Almost everyday, the voice of an old man reciting the call to prayer or adhan floats across the cobbled streets of Bradford in my neighbourhood, from a speakerphone perched on a mosque nearby.
I’ve never seen him, this mysterious muezzin, but I imagine he is a Muslim Dumbledore in my overactive imagination, wearing a crisp, beige coloured shalwar kameez scented with sweet oud perfume. A pleated fan shoots out from the delicately wrapped turban he wears around his head, making him look regal, almost like a peacock when its feathers erupt into shimmering colours of green, gold and blue. Any trace of white in his long, wiry beard will have been dyed a fiery ginger with henna, in honour of prophetic tradition. A large silver ring engraved with Allah, a name Muslims give to God, and his beloved, the prophet Muhammad, sits just above the knuckle on his small finger, brown, rough and lined with the years. He is a radiant man, spiritually and quite literally, especially when the thick lenses of his glasses glow white as they reflect light from the bulbs dangling above. He is a stoic man, dedicated to anchoring himself to God through his devoted prayer. His is a generation at dusk.

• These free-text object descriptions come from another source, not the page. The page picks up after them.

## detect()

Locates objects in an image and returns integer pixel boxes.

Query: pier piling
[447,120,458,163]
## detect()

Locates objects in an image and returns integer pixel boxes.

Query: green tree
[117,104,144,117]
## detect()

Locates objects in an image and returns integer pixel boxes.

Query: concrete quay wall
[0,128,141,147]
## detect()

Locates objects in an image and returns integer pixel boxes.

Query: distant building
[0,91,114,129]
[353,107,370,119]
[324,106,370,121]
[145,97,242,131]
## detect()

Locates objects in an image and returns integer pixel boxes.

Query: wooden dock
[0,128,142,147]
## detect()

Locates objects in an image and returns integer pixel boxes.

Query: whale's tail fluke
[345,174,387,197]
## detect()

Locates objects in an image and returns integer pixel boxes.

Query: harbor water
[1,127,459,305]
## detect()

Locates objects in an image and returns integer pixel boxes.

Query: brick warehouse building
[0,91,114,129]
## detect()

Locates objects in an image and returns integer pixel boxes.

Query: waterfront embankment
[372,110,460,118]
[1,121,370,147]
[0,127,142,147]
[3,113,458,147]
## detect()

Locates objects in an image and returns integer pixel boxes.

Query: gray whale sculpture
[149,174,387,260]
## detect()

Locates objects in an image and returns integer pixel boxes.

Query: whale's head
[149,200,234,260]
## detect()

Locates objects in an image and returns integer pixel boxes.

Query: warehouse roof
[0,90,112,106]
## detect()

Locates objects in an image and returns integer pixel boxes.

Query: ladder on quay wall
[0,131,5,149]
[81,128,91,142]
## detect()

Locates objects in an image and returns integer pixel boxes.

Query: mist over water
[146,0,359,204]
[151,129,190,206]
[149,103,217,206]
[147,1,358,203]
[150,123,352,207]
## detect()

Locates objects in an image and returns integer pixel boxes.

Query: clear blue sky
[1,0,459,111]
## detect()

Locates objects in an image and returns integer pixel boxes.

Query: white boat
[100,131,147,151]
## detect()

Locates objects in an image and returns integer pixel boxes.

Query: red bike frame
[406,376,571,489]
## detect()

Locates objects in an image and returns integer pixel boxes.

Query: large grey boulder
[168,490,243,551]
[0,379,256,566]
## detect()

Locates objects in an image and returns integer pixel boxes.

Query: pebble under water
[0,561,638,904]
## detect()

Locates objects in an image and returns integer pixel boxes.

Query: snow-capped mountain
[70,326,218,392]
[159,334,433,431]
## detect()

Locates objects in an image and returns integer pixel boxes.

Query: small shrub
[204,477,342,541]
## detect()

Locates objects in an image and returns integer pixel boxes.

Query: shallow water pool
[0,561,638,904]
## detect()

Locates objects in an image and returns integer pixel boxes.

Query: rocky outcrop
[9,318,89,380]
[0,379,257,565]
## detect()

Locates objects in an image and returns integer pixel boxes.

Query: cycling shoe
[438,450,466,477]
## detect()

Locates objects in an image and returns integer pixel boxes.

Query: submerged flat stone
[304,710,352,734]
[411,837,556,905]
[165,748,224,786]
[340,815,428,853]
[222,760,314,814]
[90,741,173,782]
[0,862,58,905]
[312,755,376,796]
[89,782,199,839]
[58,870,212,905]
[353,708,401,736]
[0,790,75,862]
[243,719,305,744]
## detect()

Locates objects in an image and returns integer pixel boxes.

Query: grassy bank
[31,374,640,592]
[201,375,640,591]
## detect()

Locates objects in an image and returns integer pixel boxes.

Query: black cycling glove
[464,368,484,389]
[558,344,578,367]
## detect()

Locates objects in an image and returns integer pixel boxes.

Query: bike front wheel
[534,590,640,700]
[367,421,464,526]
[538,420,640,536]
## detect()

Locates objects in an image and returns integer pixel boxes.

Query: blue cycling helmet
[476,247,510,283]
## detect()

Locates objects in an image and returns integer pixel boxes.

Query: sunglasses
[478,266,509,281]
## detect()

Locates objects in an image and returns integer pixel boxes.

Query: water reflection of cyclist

I can imagine him shuffling his way up a minaret to recite the adhan like the muezzins did of old. The reality is of course much less embellished and much more modern. Like the Muslim X-factor, he stands in front of a microphone placed on top of a Persian rug smelling of dust, feet and musk, a sea of worshippers gathered behind waiting for their conductor to begin. The speaker phone crackles to life, he silences the congregation gathered at the mosque with a single, authoritative cough. He clears his voice, pauses, and the following words in Arabic blossom from his mouth:
Ashhadu anla ilaha illa llah
Ashhadu anna Muħammadan Rasulullah
La illaha illallah!”
In English, it simply means:
“God is great!
There is no God but God
and Muhammad is his messenger.
Come to prayer!
Come to success!
God is great!
There is no God but God!”
Whilst my life revolves around the digital chime of my iPhone and the tick-tock of my watch, his life is bound by his dedication to God. The simple obedience of praying on time, somewhat of a massive feat if you know anything about Muslim Standard Timing, leaves me in awe at his dedication. Prayer is the foundation, the mighty pillars which prop up the skeleton of his faith. Whether it’s the inevitability of being young and idiotic or being too ambitious, my work life is the scaffolding which has taken over mine.
The only time you don’t hear his voice is during the morning prayer. It begins so early, the poor man would probably be arrested for disturbing the tranquility of the neighbourhood. But there’s no doubt his forehead touches the carpet of the mosque affectionately every morning as he prostrates, just as you can surely find me sleeping in the warm sanctuary of my bed as the birds outside my window tweet at me, urging me to do as he does. “Get out of bed you lazy sh*t, if he can do it, why can’t you?” Why can’t I indeed?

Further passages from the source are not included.